Finding Genetic Contributors to Parkinson’s Disease via Weighted Gene Co- expression Network Analysis

Background: As the second most prevalent progressive neurodegenerative disorder, Parkinson’s disease (PD) involves complex pathological processes and lacks definitive diagnostic biomarkers. This study aimed to explore molecular signatures associated with PD to support improved diagnostic and therapeutic strategies for PD patients. Methods: Gene expression profiles from GSE202667 dataset (platform: GPL20844) were obtained from the Gene Expression Omnibus (GEO) database. Differentially expressed genes (DEGs) between PD and control samples was assessed using the “limma” package in R software. We used Weighted Gene Co-expression Network Analysis (WGCNA) to construct co-expression networks and evaluate their correlation. Gene Ontology (GO) and Kyoto Encyclopedia of Genes and Genomes (KEGG) pathway were performed to explore biological correlations.
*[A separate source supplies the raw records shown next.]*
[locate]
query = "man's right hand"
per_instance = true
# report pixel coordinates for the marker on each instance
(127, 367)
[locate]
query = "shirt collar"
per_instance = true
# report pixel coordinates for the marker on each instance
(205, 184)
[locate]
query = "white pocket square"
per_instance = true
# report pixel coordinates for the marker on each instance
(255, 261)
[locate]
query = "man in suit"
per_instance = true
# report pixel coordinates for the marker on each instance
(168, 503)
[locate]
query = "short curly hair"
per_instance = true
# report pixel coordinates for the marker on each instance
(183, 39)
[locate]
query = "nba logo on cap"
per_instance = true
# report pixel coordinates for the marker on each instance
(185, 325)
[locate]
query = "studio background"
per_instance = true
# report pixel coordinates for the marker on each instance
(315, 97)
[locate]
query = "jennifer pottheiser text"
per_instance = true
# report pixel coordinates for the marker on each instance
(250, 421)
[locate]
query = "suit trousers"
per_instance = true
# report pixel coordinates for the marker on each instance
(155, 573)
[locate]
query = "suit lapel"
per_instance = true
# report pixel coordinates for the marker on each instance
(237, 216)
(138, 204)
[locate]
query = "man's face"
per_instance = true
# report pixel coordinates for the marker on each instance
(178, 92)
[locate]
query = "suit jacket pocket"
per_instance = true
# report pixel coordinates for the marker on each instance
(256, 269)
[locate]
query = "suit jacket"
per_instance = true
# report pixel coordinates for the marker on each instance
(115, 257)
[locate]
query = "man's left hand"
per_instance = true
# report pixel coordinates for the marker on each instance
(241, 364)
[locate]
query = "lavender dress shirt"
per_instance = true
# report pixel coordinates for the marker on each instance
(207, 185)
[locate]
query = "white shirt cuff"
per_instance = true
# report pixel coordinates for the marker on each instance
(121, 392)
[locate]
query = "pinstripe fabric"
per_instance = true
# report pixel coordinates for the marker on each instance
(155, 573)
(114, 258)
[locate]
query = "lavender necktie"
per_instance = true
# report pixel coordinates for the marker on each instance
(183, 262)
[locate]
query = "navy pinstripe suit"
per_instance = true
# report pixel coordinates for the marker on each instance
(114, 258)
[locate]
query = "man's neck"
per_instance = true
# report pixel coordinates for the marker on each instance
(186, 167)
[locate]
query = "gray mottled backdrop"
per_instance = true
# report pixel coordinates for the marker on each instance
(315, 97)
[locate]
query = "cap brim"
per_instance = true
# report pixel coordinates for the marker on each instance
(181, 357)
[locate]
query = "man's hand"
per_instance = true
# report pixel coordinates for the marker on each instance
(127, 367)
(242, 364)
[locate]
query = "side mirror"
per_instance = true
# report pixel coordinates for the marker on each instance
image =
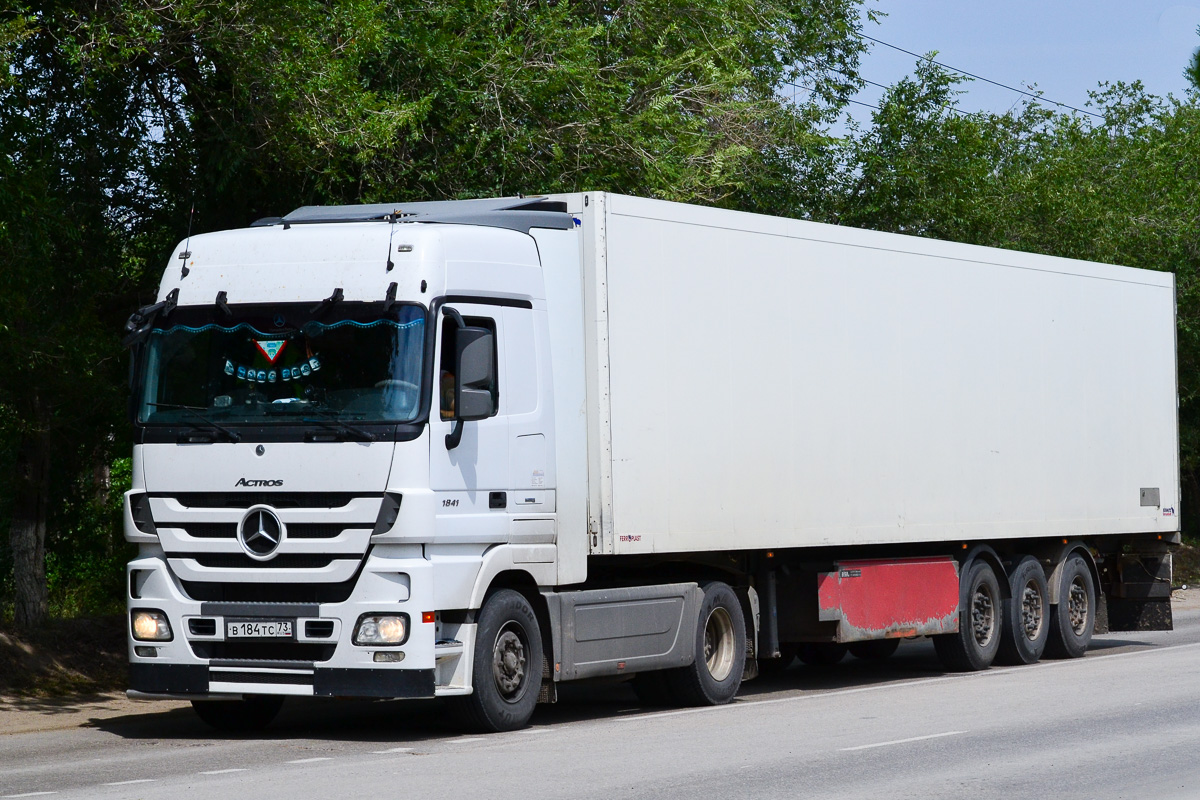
(475, 371)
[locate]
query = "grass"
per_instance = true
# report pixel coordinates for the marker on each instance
(67, 656)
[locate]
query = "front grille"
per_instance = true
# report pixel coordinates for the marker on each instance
(243, 561)
(263, 650)
(261, 678)
(229, 529)
(274, 499)
(209, 529)
(269, 593)
(317, 529)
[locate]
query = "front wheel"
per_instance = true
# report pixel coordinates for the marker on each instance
(714, 677)
(507, 667)
(246, 715)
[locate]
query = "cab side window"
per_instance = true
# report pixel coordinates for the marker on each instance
(447, 379)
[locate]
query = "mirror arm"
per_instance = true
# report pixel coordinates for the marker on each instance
(455, 435)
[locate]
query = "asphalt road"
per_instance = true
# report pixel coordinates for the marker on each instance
(1121, 722)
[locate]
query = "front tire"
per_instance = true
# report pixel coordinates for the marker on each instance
(714, 677)
(246, 715)
(1073, 620)
(507, 668)
(981, 612)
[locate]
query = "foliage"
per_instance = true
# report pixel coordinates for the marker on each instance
(1122, 190)
(119, 118)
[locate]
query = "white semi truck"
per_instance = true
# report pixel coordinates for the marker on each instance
(474, 449)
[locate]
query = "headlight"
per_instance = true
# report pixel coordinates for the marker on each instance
(381, 629)
(150, 626)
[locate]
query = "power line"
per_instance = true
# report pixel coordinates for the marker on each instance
(971, 74)
(858, 102)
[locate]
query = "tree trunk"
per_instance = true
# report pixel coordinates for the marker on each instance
(28, 531)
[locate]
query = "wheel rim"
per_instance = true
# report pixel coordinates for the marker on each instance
(1032, 617)
(719, 642)
(983, 615)
(509, 668)
(1077, 607)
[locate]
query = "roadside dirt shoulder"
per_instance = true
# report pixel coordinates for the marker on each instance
(42, 714)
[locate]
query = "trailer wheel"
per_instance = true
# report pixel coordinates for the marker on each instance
(507, 668)
(1073, 620)
(714, 677)
(821, 654)
(981, 612)
(874, 649)
(250, 714)
(1026, 614)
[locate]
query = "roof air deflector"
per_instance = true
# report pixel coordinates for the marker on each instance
(513, 212)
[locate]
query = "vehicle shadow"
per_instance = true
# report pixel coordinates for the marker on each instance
(413, 722)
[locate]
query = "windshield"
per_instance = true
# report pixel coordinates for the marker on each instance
(281, 366)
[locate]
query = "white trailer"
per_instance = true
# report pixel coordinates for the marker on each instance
(475, 449)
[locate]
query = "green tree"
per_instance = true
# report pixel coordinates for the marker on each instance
(115, 116)
(1122, 188)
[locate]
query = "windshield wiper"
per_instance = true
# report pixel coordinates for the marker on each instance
(195, 410)
(330, 416)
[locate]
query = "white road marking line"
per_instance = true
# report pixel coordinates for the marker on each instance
(900, 684)
(904, 741)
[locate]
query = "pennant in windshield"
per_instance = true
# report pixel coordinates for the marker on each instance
(270, 349)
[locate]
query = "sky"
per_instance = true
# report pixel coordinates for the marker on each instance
(1066, 47)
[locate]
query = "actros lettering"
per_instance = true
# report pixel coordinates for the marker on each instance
(243, 481)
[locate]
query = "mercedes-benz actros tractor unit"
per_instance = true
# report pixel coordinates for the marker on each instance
(471, 450)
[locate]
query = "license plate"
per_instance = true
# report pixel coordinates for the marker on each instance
(259, 629)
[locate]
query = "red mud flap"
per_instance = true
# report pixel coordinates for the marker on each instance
(891, 599)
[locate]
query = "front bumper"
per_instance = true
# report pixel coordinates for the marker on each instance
(184, 680)
(204, 663)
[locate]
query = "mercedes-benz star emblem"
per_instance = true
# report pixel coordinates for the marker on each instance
(261, 533)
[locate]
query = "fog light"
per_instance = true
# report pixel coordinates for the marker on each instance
(150, 626)
(381, 629)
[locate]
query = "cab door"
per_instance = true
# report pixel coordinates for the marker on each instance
(471, 481)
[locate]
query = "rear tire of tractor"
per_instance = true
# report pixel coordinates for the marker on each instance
(1073, 620)
(714, 677)
(507, 668)
(981, 621)
(246, 715)
(1026, 614)
(874, 649)
(821, 654)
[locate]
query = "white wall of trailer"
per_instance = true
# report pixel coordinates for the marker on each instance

Hub genes were validated using an independent dataset (GSE54536). Results: A total of 365 common DEGs were identified. WGCNA revealed 4 co-expression modules, with the eigenvalues of the blue module most significantly with PD stages (r=0.78, P<0.001). Key genes from this module were analyzed using protein-protein interaction (PPI) networks and CytoHubba algorithm. Eight potential hub genes, including LILRB4, LILRB2, FCGR2A, FCGR2B, CCR1, TLR4, ITGAX, and NCAM1 , were identified, of which FCGR2A and FCGR2B were validated as consistently upregulated in PD across datasets. Conclusions: FCGR2A and FCGR2B may serve as immune-related molecular indicators of PD, suggesting a potential role in disease progression and as candidates for further clinical diagnostic and therapeutic development. Further studies with larger and experimentally enriched datasets are recommended.